A la vista de lo expuesto procede estimar la demanda, anulando la resolución impugnada sin que sea necesario entrar en el examen del resto de las cuestiones planteadas.

QUINTO.- No procede hacer expresa imposición de las costas causadas en los términos del artículo 139 de la ley de la Jurisdicción Contenciosa Administrativa.

Fallo

Que desestimando las causas de inadmisión planteadas, debemos estimar y estimamos el presente recurso contencioso administrativo interpuesto por la entidad mercantil Constructora Hispania SA, representada por el procurador D. Javier Soto Fernández, anulando la resolución recurrida por no ser conforme a derecho y declarando la caducidad del expediente de prohibición de contratar iniciado a la recurrente por Orden de la Consejería de Educación, Cultura y Deportes del Gobierno de Canarias de 12 de Diciembre del 2000, ordenando el archivo del expediente; sin hacer expresa imposición de las costas causadas.

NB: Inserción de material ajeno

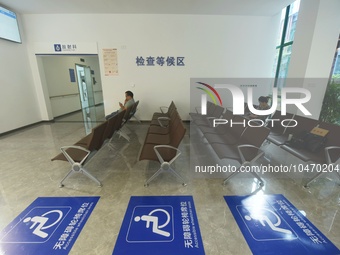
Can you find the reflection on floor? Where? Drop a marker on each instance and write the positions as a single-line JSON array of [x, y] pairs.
[[27, 173]]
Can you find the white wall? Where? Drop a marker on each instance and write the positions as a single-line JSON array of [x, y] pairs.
[[213, 46], [316, 37], [17, 96]]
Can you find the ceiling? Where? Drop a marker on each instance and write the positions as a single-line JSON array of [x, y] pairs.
[[208, 7]]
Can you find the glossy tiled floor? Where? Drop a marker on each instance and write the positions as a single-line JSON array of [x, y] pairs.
[[26, 173]]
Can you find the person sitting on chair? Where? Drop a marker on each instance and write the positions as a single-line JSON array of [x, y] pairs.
[[129, 101]]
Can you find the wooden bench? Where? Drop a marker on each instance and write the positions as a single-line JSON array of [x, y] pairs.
[[80, 153], [328, 155], [162, 146]]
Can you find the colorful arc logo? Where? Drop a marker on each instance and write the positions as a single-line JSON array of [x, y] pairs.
[[213, 94]]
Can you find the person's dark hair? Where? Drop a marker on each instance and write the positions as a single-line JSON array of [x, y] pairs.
[[129, 93], [263, 99]]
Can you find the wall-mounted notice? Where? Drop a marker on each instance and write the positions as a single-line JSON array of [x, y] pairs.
[[110, 62]]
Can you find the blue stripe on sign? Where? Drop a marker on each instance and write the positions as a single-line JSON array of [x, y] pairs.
[[164, 225], [272, 225], [50, 225]]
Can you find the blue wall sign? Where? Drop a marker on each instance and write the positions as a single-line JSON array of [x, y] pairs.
[[160, 225], [50, 225], [272, 225]]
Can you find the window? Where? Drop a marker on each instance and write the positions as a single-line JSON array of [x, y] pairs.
[[288, 21], [330, 111]]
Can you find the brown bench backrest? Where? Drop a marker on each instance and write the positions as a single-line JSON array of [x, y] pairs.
[[276, 126], [304, 124], [97, 137]]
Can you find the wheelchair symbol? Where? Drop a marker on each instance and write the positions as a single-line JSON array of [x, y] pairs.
[[156, 228], [39, 222]]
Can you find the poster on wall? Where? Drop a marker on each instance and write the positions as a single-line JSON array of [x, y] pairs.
[[110, 62]]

Así, por esta nuestra Sentencia, lo pronunciamos, mandamos y firmamos.

PUBLICACION.- Leída y publicada fue la anterior sentencia por la Iltma. Sra. Magistrada Ponente de la misma, el día de la fecha del presente, hallándose celebrado audiencia pública en la Sección Tercera de la Sala de lo Contencioso-Administrativo del Tribunal Superior de Justicia de Madrid, de lo que doy fé.